Già dal primo discorso alla nazione si capisce che aria tira. Nell’annunciare il cambio di regime, Ríos Montt dimostra subito quale sarebbe stata la sua strategia di potere, imbevuta di un narcisista culto della personalità e di un pericoloso fanatismo: “Ho fiducia in Dio, il mio signore ed il mio re, che mi illuminerà, perchè solo lui dà e solo lui toglie l´autorità”. Gli Stati Uniti di Reagan, che soffrono per la situazione nel vicino El Salvador, elogiano il provvedimento, tolgono l’embargo al Guatemala che durava ormai da cinque anni e riconoscono il governo golpista.  

Ríos Montt appare ogni domenica in televisione nella sua veste di predicatore. La retorica dei suoi discorsi moralisti giustifica l’azione violenta e repressiva dell’esercito che intanto massacra i contadini maya, bruciando raccolti e villaggi. Guidato da un cieco credo messianico (“È Dio che mi ha voluto qui” ripete nei suoi discorsi), Ríos Montt guida la nazione con pugno di ferro. Il nemico, naturalmente, sono i comunisti, individuati nelle popolazioni maya che rivendicano diritti e presenza civile.

Fucili e fagioli

Ríos Montt, per spezzare la resistenza, organizza il programma “Fusiles y frijoles”, fucili e fagioli, con il quale i contadini ottengono alimenti in cambio della loro partecipazione alle Pattuglie di Autodifesa Civile (PAC), i gruppi paramilitari che hanno il compito di rintuzzare gli attacchi della guerriglia nelle province dove è più difficile il controllo da parte dell’esercito. La misura cambia radicalmente il corso al conflitto, trasformandolo in tragica e odiosa guerra intestina, dove famiglie, parenti ed amici si trovano divisi su due fronti opposti.

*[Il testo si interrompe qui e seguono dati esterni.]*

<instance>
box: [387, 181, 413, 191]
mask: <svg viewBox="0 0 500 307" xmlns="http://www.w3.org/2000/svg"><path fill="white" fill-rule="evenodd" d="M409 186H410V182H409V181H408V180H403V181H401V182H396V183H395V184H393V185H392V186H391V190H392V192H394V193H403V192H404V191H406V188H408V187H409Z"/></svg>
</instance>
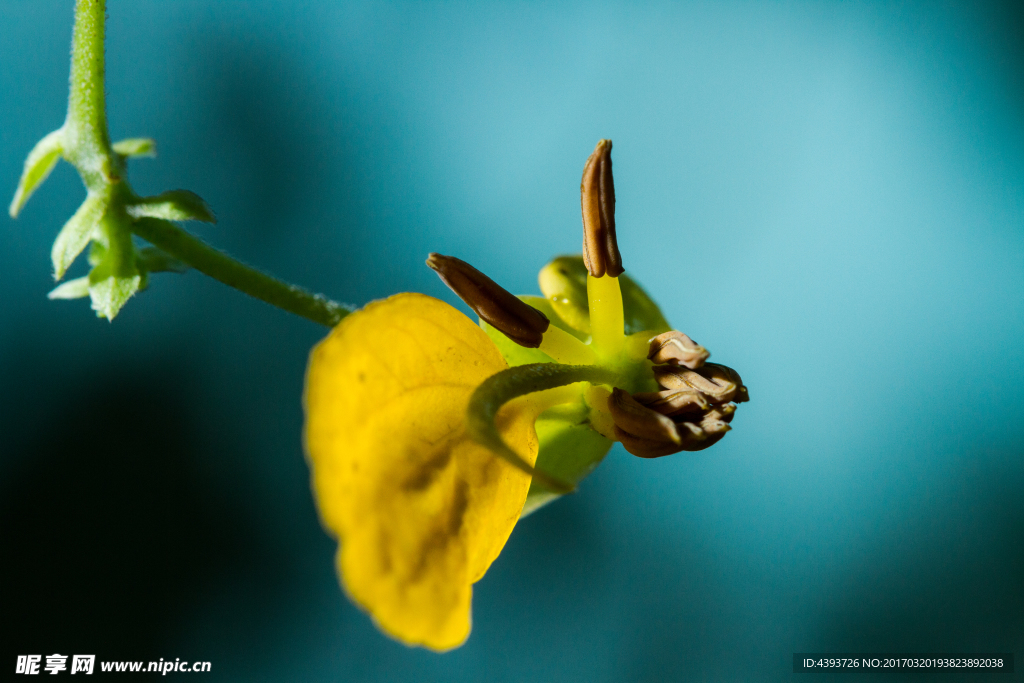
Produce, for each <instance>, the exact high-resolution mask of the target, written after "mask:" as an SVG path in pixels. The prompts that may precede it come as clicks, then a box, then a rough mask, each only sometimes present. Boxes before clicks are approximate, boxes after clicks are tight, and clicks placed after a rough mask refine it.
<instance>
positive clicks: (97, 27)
mask: <svg viewBox="0 0 1024 683" xmlns="http://www.w3.org/2000/svg"><path fill="white" fill-rule="evenodd" d="M105 14H106V0H78V1H77V2H76V4H75V32H74V35H73V37H72V48H71V88H70V92H69V96H68V119H67V120H66V121H65V125H63V136H65V158H66V159H67V160H68V161H69V162H70V163H71V164H73V165H74V166H75V168H77V169H78V171H79V173H81V175H82V180H83V181H84V182H85V185H86V187H88V188H89V189H90V190H94V191H95V190H99V189H101V188H102V187H103V185H106V184H110V183H112V182H118V181H119V180H121V178H122V177H123V175H124V173H123V172H121V171H122V169H120V168H119V166H121V164H119V163H118V159H117V157H116V156H115V154H114V152H113V150H111V138H110V133H109V132H108V129H106V99H105V88H104V83H103V74H104V62H105V59H104V52H103V40H104V28H103V24H104V19H105Z"/></svg>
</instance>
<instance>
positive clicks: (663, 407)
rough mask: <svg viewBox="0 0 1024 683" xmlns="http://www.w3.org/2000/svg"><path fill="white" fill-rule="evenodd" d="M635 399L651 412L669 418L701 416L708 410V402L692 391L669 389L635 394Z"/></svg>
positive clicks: (638, 402) (637, 401) (692, 390)
mask: <svg viewBox="0 0 1024 683" xmlns="http://www.w3.org/2000/svg"><path fill="white" fill-rule="evenodd" d="M633 398H634V399H636V401H637V402H638V403H640V404H641V405H646V407H647V408H649V409H650V410H652V411H657V412H658V413H660V414H662V415H666V416H669V417H675V416H677V415H684V414H685V415H690V414H694V413H696V414H700V413H703V412H705V411H707V410H708V400H707V399H706V398H705V397H703V396H701V395H700V393H699V392H697V391H694V390H692V389H667V390H665V391H652V392H649V393H635V394H633Z"/></svg>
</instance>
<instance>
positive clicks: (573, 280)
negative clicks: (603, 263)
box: [538, 256, 672, 335]
mask: <svg viewBox="0 0 1024 683" xmlns="http://www.w3.org/2000/svg"><path fill="white" fill-rule="evenodd" d="M538 280H539V281H540V284H541V291H542V292H543V293H544V296H545V298H546V299H547V300H548V301H549V302H550V304H551V308H552V310H554V312H555V313H556V314H557V315H558V317H560V318H561V319H562V321H563V322H564V323H565V325H566V326H568V327H569V328H572V329H574V330H578V331H580V332H582V333H586V334H590V305H589V299H588V297H587V266H586V265H585V264H584V262H583V257H581V256H559V257H557V258H555V259H554V260H552V261H551V262H550V263H548V264H547V265H546V266H544V267H543V268H541V273H540V275H539V278H538ZM618 285H620V288H621V289H622V292H623V312H624V314H625V317H626V334H628V335H631V334H635V333H637V332H643V331H645V330H650V331H652V332H653V333H654V334H660V333H662V332H668V331H669V330H671V329H672V326H670V325H669V323H668V321H666V319H665V315H663V314H662V309H660V308H658V307H657V304H656V303H654V301H653V299H651V298H650V296H648V295H647V293H646V292H644V290H643V288H642V287H640V286H639V285H638V284H637V283H636V282H635V281H634V280H633V279H632V278H630V276H629V275H627V274H622V275H620V276H618ZM560 327H561V326H560Z"/></svg>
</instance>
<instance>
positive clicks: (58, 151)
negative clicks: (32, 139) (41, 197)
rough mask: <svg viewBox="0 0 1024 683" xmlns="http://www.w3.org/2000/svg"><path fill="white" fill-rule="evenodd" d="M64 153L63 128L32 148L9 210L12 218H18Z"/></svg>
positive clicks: (9, 213)
mask: <svg viewBox="0 0 1024 683" xmlns="http://www.w3.org/2000/svg"><path fill="white" fill-rule="evenodd" d="M62 152H63V128H58V129H57V130H54V131H53V132H52V133H50V134H48V135H46V136H45V137H44V138H43V139H41V140H39V141H38V142H36V146H34V147H32V152H30V153H29V156H28V157H27V158H26V160H25V168H24V169H23V170H22V179H20V180H18V181H17V189H15V190H14V199H13V200H11V203H10V208H9V209H7V212H8V213H9V214H10V217H11V218H17V214H18V213H19V212H20V211H22V207H24V206H25V203H26V202H28V201H29V198H30V197H32V193H34V191H36V187H38V186H39V185H41V184H42V182H43V180H45V179H46V176H48V175H49V174H50V171H52V170H53V167H54V166H56V163H57V160H59V159H60V154H61V153H62Z"/></svg>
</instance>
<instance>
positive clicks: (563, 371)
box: [305, 140, 746, 650]
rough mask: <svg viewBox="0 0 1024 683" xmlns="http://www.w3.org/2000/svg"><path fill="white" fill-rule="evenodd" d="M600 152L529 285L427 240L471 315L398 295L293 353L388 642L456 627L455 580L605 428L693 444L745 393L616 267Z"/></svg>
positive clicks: (595, 459) (489, 556)
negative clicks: (567, 229) (323, 336)
mask: <svg viewBox="0 0 1024 683" xmlns="http://www.w3.org/2000/svg"><path fill="white" fill-rule="evenodd" d="M610 148H611V144H610V142H608V141H607V140H602V141H601V142H599V143H598V146H597V148H596V150H595V152H594V154H593V155H591V158H590V159H589V160H588V162H587V166H586V168H585V171H584V182H583V187H582V190H583V193H582V196H583V213H584V226H585V244H584V249H585V253H584V258H583V259H581V258H573V257H561V258H559V259H556V260H555V261H553V262H552V263H551V264H549V265H548V266H546V267H545V269H544V270H542V273H541V287H542V290H543V291H544V293H545V298H544V299H540V298H537V297H520V298H516V297H513V296H512V295H510V294H508V293H507V292H505V291H504V290H503V289H501V288H500V287H499V286H498V285H497V284H495V283H494V282H493V281H490V280H489V279H488V278H486V276H485V275H483V274H482V273H480V272H479V271H477V270H476V269H475V268H473V267H472V266H470V265H469V264H467V263H464V262H462V261H459V260H458V259H454V258H451V257H445V256H440V255H438V254H431V257H430V259H429V260H428V265H430V266H431V267H432V268H434V269H435V270H436V271H437V272H438V274H439V275H440V276H441V278H442V280H444V282H445V283H446V284H449V286H450V287H452V289H453V290H455V291H456V293H457V294H459V296H460V297H462V298H463V300H464V301H466V302H467V303H468V304H469V305H470V306H471V307H472V308H473V309H474V310H475V311H476V312H477V314H478V315H480V317H481V323H480V326H477V325H475V324H474V323H473V322H471V321H470V319H469V318H468V317H466V316H465V315H463V314H462V313H460V312H459V311H458V310H456V309H455V308H453V307H452V306H449V305H447V304H445V303H443V302H441V301H438V300H436V299H433V298H431V297H428V296H425V295H421V294H398V295H395V296H392V297H390V298H388V299H385V300H383V301H377V302H374V303H371V304H369V305H368V306H366V307H365V308H362V309H361V310H359V311H356V312H354V313H352V314H350V315H349V316H347V317H346V318H345V319H343V321H342V323H341V324H340V325H339V326H338V327H337V328H335V329H334V330H333V331H332V332H331V334H330V335H329V336H328V338H327V339H325V340H324V341H323V342H321V343H319V344H318V345H317V346H316V347H315V348H314V349H313V351H312V354H311V356H310V360H309V368H308V371H307V375H306V392H305V408H306V426H305V441H306V450H307V454H308V458H309V463H310V468H311V470H312V482H313V489H314V493H315V497H316V501H317V504H318V508H319V513H321V517H322V520H323V522H324V525H325V526H326V527H327V528H328V529H329V530H330V531H331V532H332V533H333V535H335V536H336V537H337V539H338V540H339V543H340V546H339V550H338V555H337V566H338V571H339V574H340V577H341V581H342V585H343V586H344V588H345V590H346V591H347V592H348V595H349V596H350V598H351V599H352V600H353V601H354V602H355V603H356V604H358V605H359V606H361V607H362V608H364V609H366V610H367V611H368V612H370V614H371V615H372V616H373V618H374V621H375V622H376V623H377V625H378V626H379V627H380V629H381V630H382V631H384V632H385V633H387V634H389V635H391V636H392V637H394V638H396V639H398V640H400V641H402V642H404V643H407V644H410V645H422V646H425V647H428V648H431V649H434V650H447V649H451V648H454V647H458V646H459V645H461V644H462V643H463V642H465V640H466V638H467V637H468V636H469V632H470V618H471V617H470V603H471V598H472V585H473V584H474V583H475V582H477V581H479V580H480V579H481V578H482V577H483V574H484V572H485V571H486V570H487V567H489V566H490V563H492V562H493V561H494V560H495V559H496V558H497V557H498V554H499V553H500V552H501V550H502V548H503V547H504V545H505V543H506V541H507V540H508V537H509V535H510V533H511V532H512V528H513V527H514V526H515V523H516V521H517V520H518V519H519V517H520V515H521V514H524V512H528V511H531V510H534V509H536V508H537V507H539V506H540V505H543V504H544V503H546V502H548V501H550V500H552V499H554V498H556V497H557V496H559V495H560V494H563V493H566V492H567V490H569V489H571V487H572V485H574V484H575V483H577V482H578V481H579V480H580V479H582V478H583V477H584V476H586V475H587V474H588V473H589V472H590V471H591V470H592V469H593V468H594V467H595V466H596V465H597V464H598V463H600V461H601V459H602V458H603V457H604V455H605V453H607V451H608V449H609V447H610V445H611V443H612V441H615V440H618V441H622V442H623V443H624V445H625V446H626V447H627V450H628V451H629V452H630V453H632V454H634V455H638V456H641V457H658V456H663V455H668V454H669V453H678V452H679V451H697V450H700V449H702V447H707V446H708V445H710V444H711V443H714V442H715V441H717V440H718V439H719V438H721V437H722V436H723V435H724V434H725V432H726V431H728V429H729V424H728V423H729V422H731V420H732V416H733V414H734V412H735V404H734V402H732V401H740V400H745V398H746V389H745V387H743V386H742V382H741V381H740V380H739V376H738V375H736V373H735V372H734V371H732V370H730V369H728V368H725V367H724V366H713V365H712V364H708V365H705V362H703V361H705V359H706V358H707V357H708V352H707V350H706V349H703V347H701V346H699V345H697V344H696V343H695V342H693V341H692V340H690V339H689V337H687V336H685V335H682V333H678V332H674V331H670V330H669V326H668V324H667V323H665V318H664V317H663V316H662V314H660V311H658V309H657V306H656V305H654V303H653V302H652V301H650V299H649V298H648V297H647V295H646V294H645V293H644V292H643V290H642V289H640V288H639V286H637V285H636V284H635V283H633V282H632V281H630V280H629V279H628V278H626V276H625V275H623V274H622V273H623V267H622V260H621V258H620V256H618V250H617V246H616V245H615V233H614V218H613V211H614V197H613V194H612V193H613V190H612V183H611V162H610ZM655 364H658V365H655ZM510 366H512V368H510ZM538 433H540V434H541V438H540V439H539V438H538ZM535 465H536V466H537V467H536V468H535Z"/></svg>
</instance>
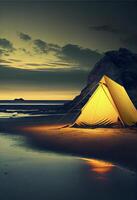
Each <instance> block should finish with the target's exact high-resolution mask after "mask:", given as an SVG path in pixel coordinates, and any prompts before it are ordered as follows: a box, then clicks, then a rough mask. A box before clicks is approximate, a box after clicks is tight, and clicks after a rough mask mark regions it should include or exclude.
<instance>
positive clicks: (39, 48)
mask: <svg viewBox="0 0 137 200" xmlns="http://www.w3.org/2000/svg"><path fill="white" fill-rule="evenodd" d="M33 43H34V50H35V51H36V52H39V53H48V50H49V48H48V44H47V43H46V42H45V41H43V40H40V39H36V40H34V42H33Z"/></svg>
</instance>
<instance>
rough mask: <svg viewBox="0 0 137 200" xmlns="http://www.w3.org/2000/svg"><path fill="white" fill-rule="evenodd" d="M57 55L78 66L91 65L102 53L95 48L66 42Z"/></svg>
mask: <svg viewBox="0 0 137 200" xmlns="http://www.w3.org/2000/svg"><path fill="white" fill-rule="evenodd" d="M58 57H59V58H60V59H62V60H64V61H67V62H74V63H75V64H76V63H77V64H79V67H82V68H83V67H85V68H86V67H92V65H94V64H95V63H96V62H97V61H98V60H99V59H100V58H101V57H102V54H100V53H99V52H97V51H96V50H91V49H88V48H82V47H80V46H78V45H74V44H67V45H65V46H64V47H62V49H61V51H60V52H58Z"/></svg>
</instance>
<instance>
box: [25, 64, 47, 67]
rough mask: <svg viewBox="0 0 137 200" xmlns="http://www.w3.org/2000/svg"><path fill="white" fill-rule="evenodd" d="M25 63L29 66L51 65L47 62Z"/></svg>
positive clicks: (46, 65)
mask: <svg viewBox="0 0 137 200" xmlns="http://www.w3.org/2000/svg"><path fill="white" fill-rule="evenodd" d="M25 65H27V66H34V67H39V66H43V67H44V66H49V64H47V63H26V64H25Z"/></svg>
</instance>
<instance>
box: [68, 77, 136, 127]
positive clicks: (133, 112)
mask: <svg viewBox="0 0 137 200" xmlns="http://www.w3.org/2000/svg"><path fill="white" fill-rule="evenodd" d="M136 123H137V110H136V108H135V107H134V105H133V103H132V101H131V100H130V98H129V96H128V94H127V92H126V90H125V89H124V87H123V86H121V85H120V84H118V83H116V82H115V81H113V80H111V79H110V78H108V77H107V76H103V78H102V79H101V80H100V82H99V83H98V87H97V89H96V90H95V92H94V93H93V94H92V95H91V97H90V98H89V100H88V101H87V103H86V104H85V105H84V106H83V108H82V109H81V112H80V114H79V116H78V117H77V119H76V120H75V122H74V123H73V124H72V125H71V126H73V127H89V126H91V127H98V126H103V127H105V126H108V127H109V126H113V127H115V126H118V127H126V126H134V125H136Z"/></svg>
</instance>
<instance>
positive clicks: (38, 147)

Il programma “Fusiles y frijoles” viene accompagnato dalla strategia militare della “tierra quemada” che generalizza i massacri e le deportazioni delle popolazioni indigene perché, come assicura il generale, il buon cristiano è quello che si esprime con la Bibbia in una mano e il mitra nell’altra.

L’opera delle PAC fu infaticabile. Alla fine, lasceranno dietro di loro almeno diecimila morti. La paura del genocidio spinse, inoltre, centomila persone all’esodo nel vicino Messico, per scampare al massacro.

Il generale non si scomponeva. Alle denunce degli osservatori internazionali che parlavano di stragi e di esili, rassicurava i governi stranieri che i diritti umani, nonostante la guerra, erano rispettati. Le tre principali organizzazioni pentecostali del Guatemala si unirono nel tentativo di dare al mondo una versione ripulita e coerente di quanto stava succedendo. Il loro scopo era quello di dimostrare alla comunità internazionale come il governo di Ríos Montt stesse provvedendo ad aiutare i villaggi indigeni con generi di prima necessità: cibo, medicine, abiti, strumenti necessari per il lavoro. Intanto, a chiedere soldi attraverso le televisioni via cavo erano esperti imbonitori di fede come Pat Robertson, Bill Bright e Jerry Falwell che invocavano l’appoggio economico dei fedeli per il presidente cristiano del Guatemala, impegnato nella gloriosa crociata contro il pericolo comunista.